The exhibition Seeing the Unseeable: Data, Design, Art, running from September 19th, 2024, to February 15th, 2025, at the Art Center’s Alyce de Roulet Williamson Gallery, delves into the ways contemporary art responds to the impact of big data on daily life. Curated by Julie Joyce, Stephen Nowlin, and Christina Valentine, the show features over 16 artists and designers, including Refik Anadol, Iñigo Manglano-Ovalle, Mika Tajima, Fernanda Viégas, and Martin Wattenberg. This ambitious project is part of the Getty’s PST ART: Art & Science Collide initiative, which examines the intersection of art and science.
The exhibition is organized into three thematic categories: Data Humanism, Invisible Data, and Data Environments. Italian designer Giorgia Lupi, alongside Ehren Shorday, leads the Data Humanism section with a large-scale installation that humanizes data through visual art. Their piece, Incroci, uses personal life events from participants to create hand-painted canvases that highlight the emotional significance behind otherwise abstract data points. This approach aims to counter the impersonal nature of traditional data visualization.

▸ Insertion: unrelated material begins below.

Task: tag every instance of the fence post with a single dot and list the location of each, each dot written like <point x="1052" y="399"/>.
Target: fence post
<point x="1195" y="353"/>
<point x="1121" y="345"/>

In the Invisible Data section, Mimi Ọnụọha’s work confronts the hidden and biased nature of data. Her piece, The Library of Missing Data Sets, consists of empty file folders labeled with subjects that represent marginalized or overlooked communities, such as Black church fires, June 2015. The installation critiques how data collection can exclude certain groups, thus distorting reality. Another work by Ọnụọha, In Absentia, uses the style of W.E.B. Du Bois to address the erasure of Black life data, raising questions about who controls the narrative.
The Data Environments section focuses on climate change and Earth’s ecological state. Iñigo Manglano-Ovalle’s Cloud Prototype is a large-scale sculpture that visualizes data from thunderclouds, reflecting humanity’s interaction with nature. Meanwhile, Refik Anadol’s AI-generated piece California Landscapes: Generative Studies compiles images of natural landscapes to explore our evolving relationship with the environment in the age of digital technology. Read our conversation with Anadol to discover how he’s reshaping our perception of time and space through groundbreaking innovation.
Seeing the Unseeable offers visitors an opportunity to engage with art that reveals the unseen forces shaping our world, challenging them to think critically about the role of data in shaping both our present and future.